Others are betting on Haley over DeSantis because they believe she has the best chance of winning.
“I think she has a real chance. She’s a great candidate. I think if she gets the nomination, she’ll blow any Democrat out of the water,” Edward Wildanger, 70, from Iowa City said.
“I would be happy with [DeSantis] too. But I don’t think he has as much potential for winning the national nomination as Nikki Haley does.”
Jeff Sell, 62, from Cedar Rapids backed Trump in the past and is between Haley and the 45th president. However, Haley’s event on Saturday in Cedar Rapids had him thinking.
“I keep thinking Trump’s gonna be a four-year revenge tour and I can’t have that,” he said. “I need to have an eight-year president.”
Philip Herman, a lifelong Republican voter who can’t handle the “chaos” of Trump anymore, is 90% certain he will vote for Haley.
“I had it narrowed down between DeSantis and Haley, and I’ve seen them both live and I think she understands foreign policy better, Herman told The Post at a Haley event stop in Ankeny.
“For me, that’s the deciding factor. I think both of them would be great. I think both of them could lead. I’ve seen their work as governors, but foreign policy, to get that right, is really important right now.”
Vince Newendorp voted for Trump in the past but now sees him as too “divisive” and filled with baggage for the future.
To him, Haley is “very impressive,” and DeSantis will “have to pull out all the stops” before Monday to convince him otherwise.
“I appreciate almost everything that she said.
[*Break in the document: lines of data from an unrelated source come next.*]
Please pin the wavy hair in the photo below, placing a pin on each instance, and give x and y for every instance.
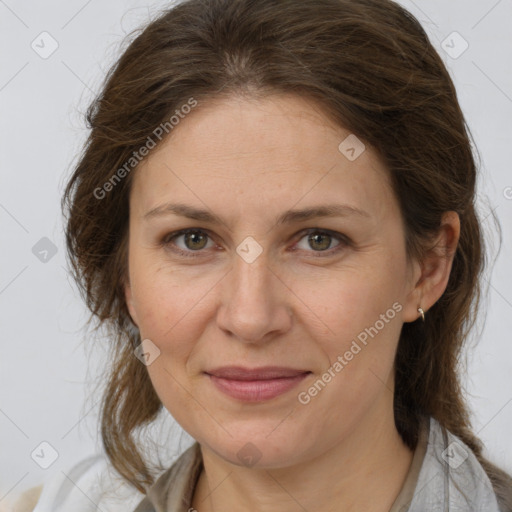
(373, 70)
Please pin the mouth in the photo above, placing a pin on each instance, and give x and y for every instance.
(255, 384)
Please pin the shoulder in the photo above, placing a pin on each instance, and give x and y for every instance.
(451, 475)
(88, 485)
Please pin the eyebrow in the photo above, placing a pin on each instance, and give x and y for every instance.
(288, 217)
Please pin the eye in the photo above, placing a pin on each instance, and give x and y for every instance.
(194, 240)
(321, 241)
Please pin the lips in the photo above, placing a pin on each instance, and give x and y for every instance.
(255, 384)
(264, 373)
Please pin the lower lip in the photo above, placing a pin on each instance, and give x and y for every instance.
(256, 390)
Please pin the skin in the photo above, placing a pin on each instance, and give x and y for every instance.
(247, 161)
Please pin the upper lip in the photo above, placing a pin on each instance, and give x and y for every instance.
(262, 373)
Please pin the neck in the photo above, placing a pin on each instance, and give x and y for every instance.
(364, 471)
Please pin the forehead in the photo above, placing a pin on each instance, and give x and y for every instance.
(262, 154)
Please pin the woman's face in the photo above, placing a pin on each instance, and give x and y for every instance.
(319, 298)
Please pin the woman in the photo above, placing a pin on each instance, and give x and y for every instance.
(274, 215)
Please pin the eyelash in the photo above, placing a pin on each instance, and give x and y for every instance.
(344, 241)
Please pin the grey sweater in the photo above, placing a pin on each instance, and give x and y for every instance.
(445, 476)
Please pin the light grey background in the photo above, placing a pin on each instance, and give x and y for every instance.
(44, 372)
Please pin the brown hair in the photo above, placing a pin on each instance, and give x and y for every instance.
(371, 67)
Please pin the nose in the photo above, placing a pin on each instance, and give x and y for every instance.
(255, 303)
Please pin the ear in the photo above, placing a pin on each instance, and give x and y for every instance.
(432, 273)
(130, 302)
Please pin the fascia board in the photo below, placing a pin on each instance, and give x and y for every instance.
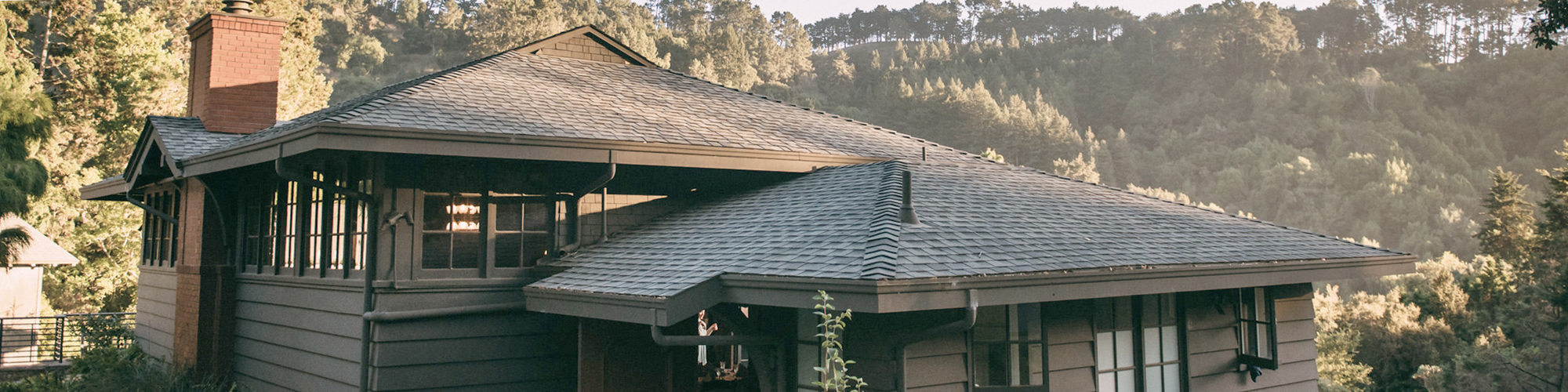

I appreciate her honesty, her authenticity, her transparency. I appreciate that she wants to communicate with us,” Newendorp said. “I was 50/50 before I came in here today between DeSantis. I’m going to see Ron tomorrow, but he’s going to have to pull out all the stops because I’m very impressed.”
Jack Nolin, a first-time voter at a DeSantis event in Ames, said he was “split” between DeSantis and Haley, and that foreign policy would be the decider.
“I’m still split between DeSantis and Nikki Haley, and I wonder if this will win me over. I’m a big national security guy, so funding to Ukraine, funding to Israel,” Nolin said.
Both Haley and DeSantis are sprinting to garner enough “momentum” to carry them through to New Hampshire and beyond.
Their allies hope that once they hypothetically knock off the other candidate and graduate to a one-on-one with Trump they can puncture through the former president’s toehold on the nod.